In between flashes of being wheeled somewhere on a gurney and lying on a bed with each of my hands being held and massaged by a watchful Porrinyard, I dreamed of my childhood on Bocai. I’d had such dreams before, of course, but most of them, too many of them, had been traumatic flashbacks to the night of the massacre. I was well used to sitting upright in cold sweats, still seeing images of bloodlust and loss. Less often I returned to the moments I remembered now: the idyll before the tragedy, the sunny skies, the laughing faces, the love of both my human and Bocaian families. In this particular flash I must have been about three or four years old. My mother and I were together in a park I remembered well, playing a lazy game with a ball at the end of a string and rules that I made up as I went along. I tripped over something and went down hard, exploding with sobs at the typical childhood inability to absorb the pain and shock adults deal with every day. My mother picked me up and told me it was okay, that I’d be all right, that she’d take care of the owie when we got home. She was bright-eyed and sympathetic, strong and wise—she knew the wound was really nothing, and knew the crisis needed to be felt in order to pass. As the dream, or memory, ended, Bocai’s sun glistened on her dark hair and I reached out, in innocent fascination, to touch it.
The blue room again.
Andrea Cort: You are not yet out of danger.

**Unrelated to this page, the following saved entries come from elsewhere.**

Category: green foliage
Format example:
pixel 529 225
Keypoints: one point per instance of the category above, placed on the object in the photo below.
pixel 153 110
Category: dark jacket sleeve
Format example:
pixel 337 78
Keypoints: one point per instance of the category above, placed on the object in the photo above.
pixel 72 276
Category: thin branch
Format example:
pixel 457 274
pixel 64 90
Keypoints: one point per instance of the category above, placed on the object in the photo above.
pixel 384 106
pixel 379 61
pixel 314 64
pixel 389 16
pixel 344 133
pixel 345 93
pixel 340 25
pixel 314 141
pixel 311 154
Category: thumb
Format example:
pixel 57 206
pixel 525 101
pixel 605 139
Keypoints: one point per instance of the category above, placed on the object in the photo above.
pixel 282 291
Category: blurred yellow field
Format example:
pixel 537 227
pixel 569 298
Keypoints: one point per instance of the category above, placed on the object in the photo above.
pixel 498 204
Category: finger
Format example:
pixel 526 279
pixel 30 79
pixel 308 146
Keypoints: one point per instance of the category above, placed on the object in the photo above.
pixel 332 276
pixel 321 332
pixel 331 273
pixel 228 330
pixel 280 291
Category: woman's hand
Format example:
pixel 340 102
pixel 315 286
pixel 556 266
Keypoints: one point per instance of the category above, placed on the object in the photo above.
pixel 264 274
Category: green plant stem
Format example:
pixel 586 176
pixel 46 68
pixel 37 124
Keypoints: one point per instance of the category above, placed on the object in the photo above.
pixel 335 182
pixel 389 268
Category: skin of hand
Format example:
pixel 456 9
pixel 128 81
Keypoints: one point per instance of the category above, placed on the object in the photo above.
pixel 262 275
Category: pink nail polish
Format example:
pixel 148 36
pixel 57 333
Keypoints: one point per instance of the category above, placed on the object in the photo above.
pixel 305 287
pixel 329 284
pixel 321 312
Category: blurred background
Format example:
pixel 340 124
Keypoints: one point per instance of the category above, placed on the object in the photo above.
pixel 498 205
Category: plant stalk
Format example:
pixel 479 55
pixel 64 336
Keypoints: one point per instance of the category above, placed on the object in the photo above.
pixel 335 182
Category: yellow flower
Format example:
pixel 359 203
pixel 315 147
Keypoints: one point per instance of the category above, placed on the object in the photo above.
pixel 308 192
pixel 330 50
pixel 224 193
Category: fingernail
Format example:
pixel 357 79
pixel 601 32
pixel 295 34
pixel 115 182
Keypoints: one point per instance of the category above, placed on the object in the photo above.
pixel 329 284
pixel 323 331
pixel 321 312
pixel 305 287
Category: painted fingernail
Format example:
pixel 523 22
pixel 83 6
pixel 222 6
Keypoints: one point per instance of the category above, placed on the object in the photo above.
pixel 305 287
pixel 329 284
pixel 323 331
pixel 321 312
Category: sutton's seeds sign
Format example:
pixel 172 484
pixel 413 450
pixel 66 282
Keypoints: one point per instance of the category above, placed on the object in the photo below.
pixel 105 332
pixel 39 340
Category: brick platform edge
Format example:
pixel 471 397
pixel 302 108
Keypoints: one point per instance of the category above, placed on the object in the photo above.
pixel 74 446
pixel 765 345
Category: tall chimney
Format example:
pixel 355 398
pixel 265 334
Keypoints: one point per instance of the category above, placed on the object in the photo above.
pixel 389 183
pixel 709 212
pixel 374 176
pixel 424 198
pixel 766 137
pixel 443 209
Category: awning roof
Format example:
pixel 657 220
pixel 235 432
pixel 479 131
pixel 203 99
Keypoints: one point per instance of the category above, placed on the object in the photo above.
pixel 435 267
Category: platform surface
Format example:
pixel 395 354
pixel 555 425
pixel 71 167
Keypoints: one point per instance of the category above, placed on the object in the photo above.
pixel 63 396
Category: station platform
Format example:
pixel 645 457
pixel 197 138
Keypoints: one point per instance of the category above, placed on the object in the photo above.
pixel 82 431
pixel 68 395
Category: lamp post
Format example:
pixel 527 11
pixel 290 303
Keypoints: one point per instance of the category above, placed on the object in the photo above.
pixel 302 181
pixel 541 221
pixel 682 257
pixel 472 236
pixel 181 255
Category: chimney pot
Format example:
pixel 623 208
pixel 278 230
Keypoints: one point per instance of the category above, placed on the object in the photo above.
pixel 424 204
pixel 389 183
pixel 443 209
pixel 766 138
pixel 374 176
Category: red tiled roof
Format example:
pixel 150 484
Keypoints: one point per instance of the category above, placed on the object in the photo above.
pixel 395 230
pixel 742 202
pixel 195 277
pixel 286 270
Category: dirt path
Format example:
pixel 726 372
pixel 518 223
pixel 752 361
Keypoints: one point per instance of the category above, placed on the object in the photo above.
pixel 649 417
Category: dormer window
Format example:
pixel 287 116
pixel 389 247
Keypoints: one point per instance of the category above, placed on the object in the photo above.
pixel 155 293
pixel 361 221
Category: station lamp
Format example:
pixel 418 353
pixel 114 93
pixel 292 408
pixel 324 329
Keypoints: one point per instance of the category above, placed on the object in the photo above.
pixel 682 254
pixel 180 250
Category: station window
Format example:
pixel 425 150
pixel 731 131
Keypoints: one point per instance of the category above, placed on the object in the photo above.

I thought you said you wouldn’t help me. That it was against your precious rules of engagement.
We’ve helped you more than you can know, Counselor. We are helping you now. The Bettelhines are using their local franchise of our medical enterprise to treat you.
AIsource Medical. This marked another time I owed them. What’s wrong with me?
You were exposed to pure vacuum for just under a minute. There was extensive damage to your lungs, your trachea, your nasal passages, your throat, and your eyes. You also suffered a number of disfiguring burst blood vessels on your chest and shoulders, and a significant cerebral event in your brain. You were, for several subsequent minutes, dead.